Unfortunately, shoulder bracing provides little benefit to patients with shoulder girdle weakness. Exercises to strengthen other shoulder girdle muscles may provide partial functional compensation. If nerve transection from acute penetrating injury is suspected, surgical exploration and primary anastomosis should be considered, although results are mixed. In acute nonpenetrating injury, exploration can be considered after 3–6 months, provided no clinical or electrodiagnostic evidence of reinnervation exists. Nerve grafting is an option if unanticipated nerve transection is found. For insidious-onset neuropathies without a defined cause, imaging can exclude ganglion cysts or other masses. If no mass is demonstrable and the patient shows no evidence of improvement, exploration may be considered, particularly at potential sites of entrapment such as the suprascapular or spinoglenoid notches.

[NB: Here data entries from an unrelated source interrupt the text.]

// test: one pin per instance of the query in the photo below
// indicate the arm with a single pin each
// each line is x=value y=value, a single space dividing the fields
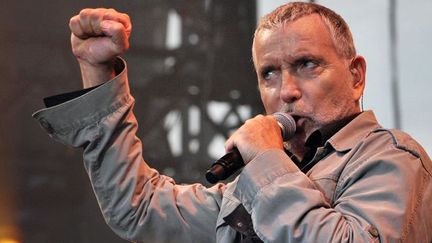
x=381 y=196
x=136 y=201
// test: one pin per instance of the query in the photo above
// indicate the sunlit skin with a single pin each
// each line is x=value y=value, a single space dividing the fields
x=300 y=72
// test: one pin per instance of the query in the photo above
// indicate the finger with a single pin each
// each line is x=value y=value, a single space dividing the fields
x=85 y=22
x=116 y=32
x=75 y=27
x=122 y=18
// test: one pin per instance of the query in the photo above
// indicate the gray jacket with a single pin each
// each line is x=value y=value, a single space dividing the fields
x=370 y=185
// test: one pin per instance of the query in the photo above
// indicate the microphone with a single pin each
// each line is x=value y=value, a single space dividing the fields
x=232 y=161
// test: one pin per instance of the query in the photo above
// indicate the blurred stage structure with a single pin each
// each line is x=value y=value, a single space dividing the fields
x=190 y=70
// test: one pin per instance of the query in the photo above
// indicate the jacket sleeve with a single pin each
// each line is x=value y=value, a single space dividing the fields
x=383 y=196
x=137 y=202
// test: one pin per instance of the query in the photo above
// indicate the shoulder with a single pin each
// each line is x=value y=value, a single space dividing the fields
x=395 y=144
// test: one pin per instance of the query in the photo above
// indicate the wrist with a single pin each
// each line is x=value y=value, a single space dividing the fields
x=95 y=74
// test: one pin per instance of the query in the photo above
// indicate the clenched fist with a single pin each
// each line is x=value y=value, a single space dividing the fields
x=98 y=37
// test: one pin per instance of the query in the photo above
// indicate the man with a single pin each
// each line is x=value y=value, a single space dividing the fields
x=341 y=178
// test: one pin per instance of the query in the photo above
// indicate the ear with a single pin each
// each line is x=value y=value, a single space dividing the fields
x=358 y=72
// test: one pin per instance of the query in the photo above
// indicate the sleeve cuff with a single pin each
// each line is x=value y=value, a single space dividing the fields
x=88 y=108
x=262 y=171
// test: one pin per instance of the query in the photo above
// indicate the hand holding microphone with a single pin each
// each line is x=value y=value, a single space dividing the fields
x=233 y=161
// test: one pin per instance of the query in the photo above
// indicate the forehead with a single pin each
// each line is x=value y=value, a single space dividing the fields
x=306 y=34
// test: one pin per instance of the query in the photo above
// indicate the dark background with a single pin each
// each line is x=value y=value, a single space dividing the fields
x=45 y=195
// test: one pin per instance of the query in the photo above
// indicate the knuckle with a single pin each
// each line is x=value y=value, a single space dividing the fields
x=85 y=12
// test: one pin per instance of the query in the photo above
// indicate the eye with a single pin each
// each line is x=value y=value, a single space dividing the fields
x=309 y=64
x=268 y=73
x=306 y=64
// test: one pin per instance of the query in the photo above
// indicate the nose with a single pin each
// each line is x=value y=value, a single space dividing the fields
x=290 y=90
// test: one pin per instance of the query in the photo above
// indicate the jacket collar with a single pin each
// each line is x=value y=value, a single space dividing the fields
x=349 y=135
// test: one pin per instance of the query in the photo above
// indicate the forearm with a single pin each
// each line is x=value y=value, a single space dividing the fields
x=135 y=200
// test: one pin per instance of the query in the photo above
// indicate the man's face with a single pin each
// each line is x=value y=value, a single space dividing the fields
x=300 y=72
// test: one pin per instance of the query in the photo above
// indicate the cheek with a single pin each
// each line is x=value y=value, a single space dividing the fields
x=270 y=99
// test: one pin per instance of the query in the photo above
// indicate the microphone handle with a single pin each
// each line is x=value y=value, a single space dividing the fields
x=225 y=166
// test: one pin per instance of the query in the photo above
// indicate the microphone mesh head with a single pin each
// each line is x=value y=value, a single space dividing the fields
x=287 y=125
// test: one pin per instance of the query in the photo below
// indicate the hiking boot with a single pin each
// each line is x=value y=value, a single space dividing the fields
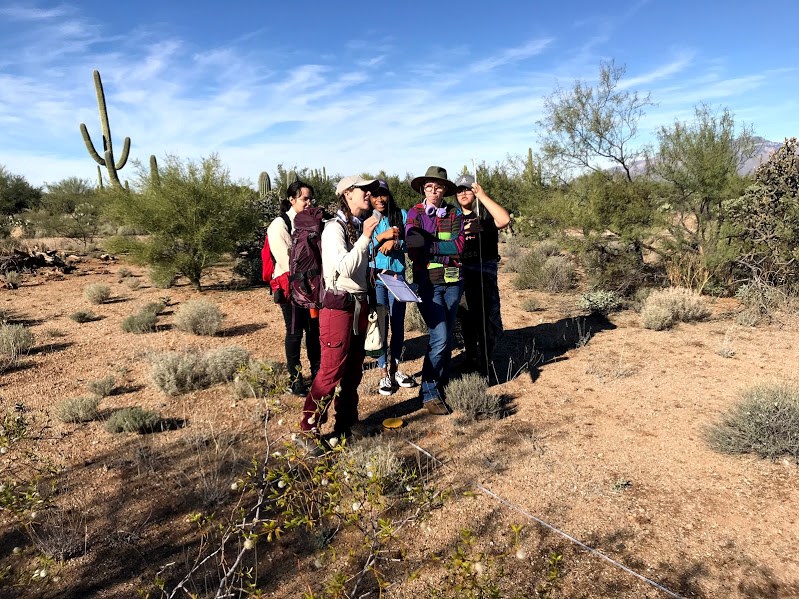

Despite apparent axonal injury in brachial plexus neuritis, the prognosis is good for functional recovery, which may take 6 months to 2 years. The prognosis for direct compressive injury is less predictable and probably depends on reinnervating distance, patient age, and comorbidities. Stretch injuries and entrapment have the highest likelihood of a significant demyelinating component, with excellent outcome being the rule, particularly if entrapment is recognized and removed before significant axon loss occurs.
The anatomy of the median nerve is important in understanding the signs and symptoms of entrapment lesions at the level of the wrist, versus the more proximal lesions. The median nerve provides essential motor and sensory function to the lateral aspect of the hand ( Fig. 60.4 ). It supplies the intrinsic hand muscles of most of the thenar eminence and innervates several forearm muscles. Its major sensory role is to provide innervation for the thumb, index, and middle fingers, and the lateral half of the ring finger.
The median nerve is formed by lateral and medial cord fibers of the brachial plexus. The lateral cord carries median sensory fibers from C6–C7 roots and provides the sensory innervation to the thumb and the first two and a half fingers. It also contains median motor fibers from the C6–C7 roots, which contribute to the innervation of the forearm muscles. The medial cord carries motor fibers from the C8–T1 roots that innervate the thenar eminence. The distal median nerve at the wrist is the primary site of clinical involvement in carpal tunnel syndrome. More proximal lesions at the elbow are far less common.